I usually always entered into correspondence with readers who emailed – I find email brings out a better, more understanding class of troll – and found value in the argument that my reviews were sometimes too mean, too dismissive, too much. But how else to write about the appalling David Seymour?
He made it his show and there was no denying he did it in good, self-mocking spirits as he danced like a robot, like someone in a coma, like an amoebic cell. I've not followed his career as an Act MP very closely but it's possible that his political legacy will never match the impact and power of something that became a national chant: text DAVID to 3333. The texts duly poured in, and ensured the survival of the worst dancer to appear on Earth since the cosmic science of gas and matter created the planet.
But the whole thing resembled a schoolboy prank, and that low, low audience figure of 262,000 was the result. The producers had enough. The fix was in. "I smell a rat," I wrote in Tuesday morning's review, noting that when I texted DAVID to 3333, I got back a reply saying voting had closed. Other viewers had the same experience. Lois emailed, in fulminating caps, "LAST NIGHT 4 TEXTS WERE REJECTED, WHAT THE HELL IS GOING ON????" And this, from Kath: "My rejected vote texts were sent before Dai [Henwood, the show's co-host] announced the cut-off. I'm convinced they corked the pipe."
Corked the pipe! What a brilliant phrase. Kath added, sagely, "It's probably for the best but dodgier than David's dancing in my opinion." I pursued the matter with Mediaworks. A spokesperson, imitating a robot, responded via email: "Different telcos have different processing abilities at peak times, meaning there can be a slight delay if there is a backlog of votes to process. Last night's voting numbers were unprecedented. Vote early to ensure your vote is processed successfully."
Thanks, robot, but I'm calling bullshit on that. My hot take on this pressing concern is that disastrous ratings gave the producers no choice than to get rid of Seymour, to fiddle the result, to – this is an original phrase, I'm copyrighting it, bro – cork the pipe. Shocking. But there you have it. Sam, Chris, Jess and a Maori have made it into tomorrow night's final. May the best dancer and most socially acceptable contestant win.
I'll miss it when it's gone.
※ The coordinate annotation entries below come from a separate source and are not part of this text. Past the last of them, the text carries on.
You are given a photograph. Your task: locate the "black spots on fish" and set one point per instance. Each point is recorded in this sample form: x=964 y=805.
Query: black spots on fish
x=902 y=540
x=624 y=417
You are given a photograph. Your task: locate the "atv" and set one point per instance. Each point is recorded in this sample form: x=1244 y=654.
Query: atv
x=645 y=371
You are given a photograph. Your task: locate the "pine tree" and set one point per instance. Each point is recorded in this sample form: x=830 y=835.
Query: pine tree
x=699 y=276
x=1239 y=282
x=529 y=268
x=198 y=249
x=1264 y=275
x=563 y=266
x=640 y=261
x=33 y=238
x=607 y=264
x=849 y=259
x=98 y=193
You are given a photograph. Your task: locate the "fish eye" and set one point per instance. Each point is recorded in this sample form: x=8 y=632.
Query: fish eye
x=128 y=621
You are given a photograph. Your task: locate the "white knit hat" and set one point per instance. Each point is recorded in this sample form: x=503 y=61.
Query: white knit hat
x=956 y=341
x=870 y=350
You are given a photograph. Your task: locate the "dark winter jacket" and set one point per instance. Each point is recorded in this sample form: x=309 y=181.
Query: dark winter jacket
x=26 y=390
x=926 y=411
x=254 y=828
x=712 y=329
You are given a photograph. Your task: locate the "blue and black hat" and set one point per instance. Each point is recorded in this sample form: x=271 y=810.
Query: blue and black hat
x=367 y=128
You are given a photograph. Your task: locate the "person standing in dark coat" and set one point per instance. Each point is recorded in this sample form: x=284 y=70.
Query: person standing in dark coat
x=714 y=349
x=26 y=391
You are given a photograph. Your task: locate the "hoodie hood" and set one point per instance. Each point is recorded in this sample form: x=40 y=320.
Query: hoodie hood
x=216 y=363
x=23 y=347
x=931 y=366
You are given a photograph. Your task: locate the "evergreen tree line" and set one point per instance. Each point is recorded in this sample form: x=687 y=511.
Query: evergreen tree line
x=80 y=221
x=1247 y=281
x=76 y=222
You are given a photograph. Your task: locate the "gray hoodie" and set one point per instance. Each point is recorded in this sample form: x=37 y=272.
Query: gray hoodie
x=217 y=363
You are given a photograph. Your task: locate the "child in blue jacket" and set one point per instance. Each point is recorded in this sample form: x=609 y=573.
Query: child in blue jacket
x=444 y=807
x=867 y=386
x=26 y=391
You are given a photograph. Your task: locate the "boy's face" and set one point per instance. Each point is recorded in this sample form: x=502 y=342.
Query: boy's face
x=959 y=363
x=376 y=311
There was a sweetness to the show. The set was cheap and looked like it was filmed in Romania before the wall came down, the banter was deadening and the whole thing was really just a cynical branding exercise for some low-rent radio and television broadcasters on the Mediaworks payroll, but it raised money for charity and everyone seemed very nice.
I liked the judges, especially Julz. I liked both the co-hosts, especially Sharyn. Early on in the series, I emailed a veteran host of light entertainment junk and asked him what he made of Dai Henwood's hesitant and sometimes anxious performance, and he remarked, "I bet the producers have told him to be more warm than funny and when funny is your go-to it's hard to be warm." Well, it's better to have one of those qualities than neither, which might have been a central fault of my 19 reviews, make that 20 on Monday morning.
Most of all I liked the contestants. They were talented, hard-working Kiwis. Gilda. Naz. Zac. Marama. Robert. Suzy. Roger. David. Sam. Chris. Jess. Text SHAV to 3333, and don't forget to vote early to ensure your vote is processed successfully.